Sichuan Tengzhong Heavy Industrial Machinery’s planned purchase of GM’s Hummer brand left market watchers at a loss in early June. Several analysts contacted by CHINA ECONOMIC REVIEW laughed when asked about the deal.
"It’s unknown. This is really unknown," said Yale Zhang, an analyst with CSM Worldwide.
The deal has yet to be completed and so details on issues such as pricing have yet to be released. But more remarkable than the deal itself is the lack of interest displayed in Hummer by China’s automakers. The answer may lie in branding: As a luxury SUV brand, Hummer does not fit into most firms’ product portfolios.

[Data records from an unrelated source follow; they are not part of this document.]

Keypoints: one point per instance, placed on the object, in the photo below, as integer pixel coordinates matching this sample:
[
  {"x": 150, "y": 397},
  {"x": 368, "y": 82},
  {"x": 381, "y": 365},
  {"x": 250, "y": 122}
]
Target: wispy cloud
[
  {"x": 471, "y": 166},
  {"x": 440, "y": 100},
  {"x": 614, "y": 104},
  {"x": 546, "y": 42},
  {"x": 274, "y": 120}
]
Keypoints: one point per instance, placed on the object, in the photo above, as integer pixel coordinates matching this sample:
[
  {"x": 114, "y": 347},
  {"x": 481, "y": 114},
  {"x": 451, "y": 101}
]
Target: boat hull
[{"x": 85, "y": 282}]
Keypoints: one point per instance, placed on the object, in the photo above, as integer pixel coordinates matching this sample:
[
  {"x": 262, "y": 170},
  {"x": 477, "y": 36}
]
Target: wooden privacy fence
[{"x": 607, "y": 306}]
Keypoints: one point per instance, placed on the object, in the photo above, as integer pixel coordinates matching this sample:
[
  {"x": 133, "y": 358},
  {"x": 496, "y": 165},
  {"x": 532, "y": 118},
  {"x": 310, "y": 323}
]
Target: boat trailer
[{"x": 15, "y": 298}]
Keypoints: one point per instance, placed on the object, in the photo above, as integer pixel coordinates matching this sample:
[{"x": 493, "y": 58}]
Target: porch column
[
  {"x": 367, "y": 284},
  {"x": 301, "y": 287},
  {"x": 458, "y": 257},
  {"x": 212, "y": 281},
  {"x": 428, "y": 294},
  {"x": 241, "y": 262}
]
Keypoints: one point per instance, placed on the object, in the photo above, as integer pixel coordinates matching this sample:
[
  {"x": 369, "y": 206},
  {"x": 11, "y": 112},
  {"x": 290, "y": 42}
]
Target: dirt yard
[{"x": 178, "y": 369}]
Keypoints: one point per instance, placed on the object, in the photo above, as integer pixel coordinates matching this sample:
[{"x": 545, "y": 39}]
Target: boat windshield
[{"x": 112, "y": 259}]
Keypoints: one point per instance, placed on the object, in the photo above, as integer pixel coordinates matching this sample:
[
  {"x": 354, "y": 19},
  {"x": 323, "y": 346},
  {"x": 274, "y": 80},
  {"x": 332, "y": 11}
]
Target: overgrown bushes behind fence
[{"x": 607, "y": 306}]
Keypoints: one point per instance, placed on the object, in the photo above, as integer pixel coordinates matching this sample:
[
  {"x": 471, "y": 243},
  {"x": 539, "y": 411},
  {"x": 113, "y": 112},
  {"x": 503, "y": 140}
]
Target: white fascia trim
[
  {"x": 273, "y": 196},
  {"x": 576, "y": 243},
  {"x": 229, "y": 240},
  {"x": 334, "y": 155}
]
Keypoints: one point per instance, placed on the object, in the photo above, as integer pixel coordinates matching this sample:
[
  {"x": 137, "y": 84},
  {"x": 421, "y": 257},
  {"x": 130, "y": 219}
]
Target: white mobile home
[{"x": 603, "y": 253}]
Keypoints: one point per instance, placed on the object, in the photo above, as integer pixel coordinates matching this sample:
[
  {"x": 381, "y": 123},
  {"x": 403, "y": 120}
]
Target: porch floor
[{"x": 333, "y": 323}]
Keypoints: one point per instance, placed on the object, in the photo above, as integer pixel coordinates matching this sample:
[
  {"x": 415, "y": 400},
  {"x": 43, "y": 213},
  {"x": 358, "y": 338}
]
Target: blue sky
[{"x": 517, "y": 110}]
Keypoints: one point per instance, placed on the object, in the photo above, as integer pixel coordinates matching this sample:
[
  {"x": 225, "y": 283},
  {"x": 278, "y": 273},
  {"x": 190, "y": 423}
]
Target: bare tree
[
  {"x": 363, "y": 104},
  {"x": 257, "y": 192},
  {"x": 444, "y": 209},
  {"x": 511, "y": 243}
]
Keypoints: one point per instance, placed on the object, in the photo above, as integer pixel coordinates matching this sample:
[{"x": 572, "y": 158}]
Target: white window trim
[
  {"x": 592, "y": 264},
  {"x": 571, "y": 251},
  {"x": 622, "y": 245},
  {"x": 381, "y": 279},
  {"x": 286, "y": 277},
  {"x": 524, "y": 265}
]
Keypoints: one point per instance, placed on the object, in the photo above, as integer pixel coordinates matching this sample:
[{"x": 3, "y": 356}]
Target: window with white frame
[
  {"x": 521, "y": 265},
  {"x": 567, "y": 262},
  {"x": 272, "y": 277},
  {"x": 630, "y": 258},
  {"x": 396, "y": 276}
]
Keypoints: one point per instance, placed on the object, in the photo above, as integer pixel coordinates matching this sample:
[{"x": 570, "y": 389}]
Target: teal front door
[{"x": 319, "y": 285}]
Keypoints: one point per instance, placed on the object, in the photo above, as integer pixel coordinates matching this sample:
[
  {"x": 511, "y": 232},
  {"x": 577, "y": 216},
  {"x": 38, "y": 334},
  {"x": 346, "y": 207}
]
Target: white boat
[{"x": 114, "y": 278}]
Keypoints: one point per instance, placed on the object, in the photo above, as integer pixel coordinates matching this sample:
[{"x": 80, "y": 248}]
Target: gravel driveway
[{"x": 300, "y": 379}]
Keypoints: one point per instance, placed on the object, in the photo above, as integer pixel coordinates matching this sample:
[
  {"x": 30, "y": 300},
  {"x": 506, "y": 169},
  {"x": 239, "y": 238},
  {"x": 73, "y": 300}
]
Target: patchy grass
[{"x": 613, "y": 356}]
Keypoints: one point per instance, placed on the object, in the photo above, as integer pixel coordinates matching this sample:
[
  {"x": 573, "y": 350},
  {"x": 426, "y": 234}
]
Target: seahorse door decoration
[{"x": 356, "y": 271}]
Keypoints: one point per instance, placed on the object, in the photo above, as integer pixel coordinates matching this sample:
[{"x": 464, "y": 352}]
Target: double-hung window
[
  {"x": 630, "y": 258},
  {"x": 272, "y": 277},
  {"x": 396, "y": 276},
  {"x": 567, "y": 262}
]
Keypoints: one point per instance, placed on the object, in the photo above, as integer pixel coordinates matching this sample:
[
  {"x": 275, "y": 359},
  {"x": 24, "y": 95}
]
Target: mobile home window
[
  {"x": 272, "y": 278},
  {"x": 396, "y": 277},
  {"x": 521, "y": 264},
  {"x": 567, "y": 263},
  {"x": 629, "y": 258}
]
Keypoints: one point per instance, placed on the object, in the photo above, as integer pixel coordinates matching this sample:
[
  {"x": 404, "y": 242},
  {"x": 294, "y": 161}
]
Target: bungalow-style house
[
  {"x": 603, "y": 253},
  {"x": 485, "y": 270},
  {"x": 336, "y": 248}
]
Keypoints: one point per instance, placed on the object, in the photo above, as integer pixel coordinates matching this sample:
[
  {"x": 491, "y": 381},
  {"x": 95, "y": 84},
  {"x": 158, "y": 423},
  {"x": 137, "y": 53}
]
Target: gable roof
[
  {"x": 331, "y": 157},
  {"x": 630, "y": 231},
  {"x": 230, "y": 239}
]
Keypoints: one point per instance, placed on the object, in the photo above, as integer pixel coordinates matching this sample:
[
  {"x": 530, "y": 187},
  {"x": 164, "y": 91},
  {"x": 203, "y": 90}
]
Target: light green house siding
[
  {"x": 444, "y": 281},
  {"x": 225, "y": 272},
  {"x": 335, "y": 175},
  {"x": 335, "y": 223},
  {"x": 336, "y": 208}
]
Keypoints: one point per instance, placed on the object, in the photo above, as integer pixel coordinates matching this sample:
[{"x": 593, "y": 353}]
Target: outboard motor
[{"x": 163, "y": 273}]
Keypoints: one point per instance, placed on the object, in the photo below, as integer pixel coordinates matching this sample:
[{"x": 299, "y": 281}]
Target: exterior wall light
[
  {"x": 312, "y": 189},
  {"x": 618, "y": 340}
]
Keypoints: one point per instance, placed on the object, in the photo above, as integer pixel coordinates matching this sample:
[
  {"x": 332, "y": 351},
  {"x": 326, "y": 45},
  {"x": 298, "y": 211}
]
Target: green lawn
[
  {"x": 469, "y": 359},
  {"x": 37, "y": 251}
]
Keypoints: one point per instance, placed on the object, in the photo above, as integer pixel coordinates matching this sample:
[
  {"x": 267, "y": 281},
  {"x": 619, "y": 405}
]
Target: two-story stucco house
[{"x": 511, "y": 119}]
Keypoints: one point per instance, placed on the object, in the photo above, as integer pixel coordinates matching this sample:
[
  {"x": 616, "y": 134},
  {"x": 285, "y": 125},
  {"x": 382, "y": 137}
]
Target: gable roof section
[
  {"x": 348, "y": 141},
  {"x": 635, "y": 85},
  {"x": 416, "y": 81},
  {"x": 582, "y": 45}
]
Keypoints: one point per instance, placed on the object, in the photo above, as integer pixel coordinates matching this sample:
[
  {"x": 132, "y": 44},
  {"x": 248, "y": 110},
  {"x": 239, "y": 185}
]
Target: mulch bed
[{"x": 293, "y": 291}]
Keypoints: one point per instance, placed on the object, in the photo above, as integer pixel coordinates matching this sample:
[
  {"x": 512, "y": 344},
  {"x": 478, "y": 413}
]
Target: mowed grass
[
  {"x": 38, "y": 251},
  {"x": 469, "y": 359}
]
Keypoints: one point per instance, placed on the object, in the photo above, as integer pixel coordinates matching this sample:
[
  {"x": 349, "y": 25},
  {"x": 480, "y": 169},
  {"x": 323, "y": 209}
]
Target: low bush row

"The [auto] companies, they don’t need to focus on this kind of niche market," said Ricon Xia, an analyst with Daiwa Institute of Research in Hong Kong.
This doesn’t mean they have lost their appetite for overseas acquisitions, though. Most recently, Beijing Automotive Industry Corp was linked to GM’s Saab and Ford’s Volvo, having earlier failed to land Opel.
"[They] are very much into buying such international brands, as this will give them a shortcut to technology, but also a brand," said Klaus Paur of TNS China.
Geely has chosen a different route in its acquisitions. In late March, the company bought Drivetrain System International (DSI), an Australian transmission supplier, for US$40.6 million. Lawrence Ang, executive director of Geely Automobile Holdings, said the prize of the acquisition was DSI’s automatic transmission technology, an area where Geely lags behind competitors.
Industry experts warn that an appetite for purchases will not equate to their success; management integration and marketing remain real obstacles. Indeed, Xia believes Chinese firms would be best served staying local. "Even if the [foreign] assets look cheap, follow-up expenses will be a burden," he said.